In the week leading up to the April work-weekend, Dan H designed and built some utility storage bins from 2" angle iron and heavy duty hardware cloth. He was just putting on the finishing touches when the other members started arriving.
As stated in earlier blog entries, it was decided a steam driven fuel tank heater was needed in the 6's tender. According to a 1904 book on oil fired locomotives, lighter oil should be between 100F and 120F and heavy "bunker oil" (also known as "tar!") needs to be over 150F! No wonder we had problems when the stuff hit freezing last December.
After some behind the scenes discussions, the final design of the heater was agreed upon and the plans put in place to get as much done as possible during this weekend.
Last month, we had drained the oil from the tender via a dip tube in one of the risers near the tank's front. The plans for this month were to lift the tank off the tender and finish removing the residual fuel (and muck!). Then, if things went well, perhaps we'd get the steam inlet and outlet in place.
After disconnecting the pipes from the bottom of the tank and unbolting its two large tie downs, Roger R uses the bridge crane on the pit track to begin lifting the tank free of the tender.
John G operates the crane as Roger R gives hand signals.
After tilting the tank "just right" it lifted free of the tender.
Once the tank was high enough, we were able to pull the locomotive and tender out from under the tank and then set the tank on the ground.
Roger R started the process of emptying the last few gallons of fuel from the tank. The tank's water drain had mucked over and needed considerable poking and prodding to get the fuel to exit the tank.
Roger R contemplates how he will get the long handled shovel into the tank to scoop the reluctant muck off the tank's floor.
With a protective Tyvek-brand suit on, Roger climbs into the tank to scoop the muck into buckets.
John G lifts a filled bucket free of the tank and hands an empty bucket back to Roger.
After much scooping and lots of wiping, the floor becomes quite clean -- considering how awful it was to start.
After wiping the floor, walls, and top of the tank as much as possible, we set two small blowers in the risers welded to the front of the tank. We wanted to exchange the oil-rich atmosphere with something a bit easier to work with.
We were quite surprised on Saturday morning to see how effective the blowers were to dry the tank. We skipped the plans to use solvent and detergent to clean the tank and went into the next phase -- mounting the new steam pipe inlet and outlet.
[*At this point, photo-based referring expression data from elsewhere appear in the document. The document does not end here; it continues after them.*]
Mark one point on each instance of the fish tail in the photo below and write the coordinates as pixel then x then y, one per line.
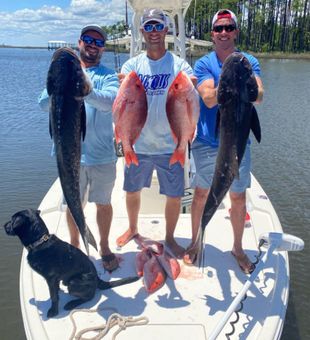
pixel 131 157
pixel 178 156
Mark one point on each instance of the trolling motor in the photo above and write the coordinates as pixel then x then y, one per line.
pixel 272 241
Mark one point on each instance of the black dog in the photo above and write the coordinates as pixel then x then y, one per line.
pixel 57 260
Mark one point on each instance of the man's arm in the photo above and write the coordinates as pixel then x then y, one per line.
pixel 102 99
pixel 260 95
pixel 43 101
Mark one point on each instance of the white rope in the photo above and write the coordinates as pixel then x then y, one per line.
pixel 114 319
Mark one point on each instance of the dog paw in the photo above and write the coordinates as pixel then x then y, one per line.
pixel 53 311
Randy V and Nathan V reposition the straps so the tank can be inverted for the welding.
While the tank project was going on, Rex F and Ryan F dealt with some other mechanical issues. Here, they are changing the oil, cleaning the air filters, and fixing the exhaust pipe of the gasoline air compressor.
Dave O uses a cutting torch to make the holes in the tank's bottom. Besides the two steam pipes, we decided to replace the tank's water drain. The old 3/8" drain plugged easily so it was replaced with a 3/4" drain.
While working on the tank and compressor, we were visited by Barton J from the NRHS. The NRHS has made arrangements with the Midwest Old Threshers and MCRR to operate our equipment for a road trip taking place during their annual convention
Kendall O cleans some parts in the solvent tank.
Randy V and Nathan V cut some channel stock which will become the supports for the tank heater.
The steam outlet welded to the engineer's side of the fuel tank
The tank drain (to the left) and the steam inlet welded to the tank's fireman side. The large pipe nipple with the union is the fuel outlet.
Things were going so smoothly that after lunch John G and Elliot H went to a nearby building supply store to purchase black pipe which would be suspended over the floor of the tank.
After a few measurements were made, Roger R, Melissa B and Elsie B begin cutting and threading the long runners for the heater.
It may look like Melissa is hitting Roger in the head, but "trust me" it was the camera angle that caused this curious scene.
Despite his best efforts, by 9 PM Elliot H had run out of excuses for not going into the tank to begin installation of the heating pipes.
Elliot checks the welding gloves and wire cutter for the using the MIG welder inside the tank.
This is a view inside the tank. It isn't that large, measuring 96" front to back, 38" left-to-right, and 36" high.
After installing the right half of the pipes, Elliot decided he had enough of scooting around the tank and "hung it up" for the night.
Roger R took his place in the tank to finish the piping. By 11 PM all that was left to complete was the heater's pressure test and replacing the tank in the tender.
Once the tank is back in the tender, we can decide precisely how to bring steam to the inlet and how to position the waste steam outlet. That is something for next month.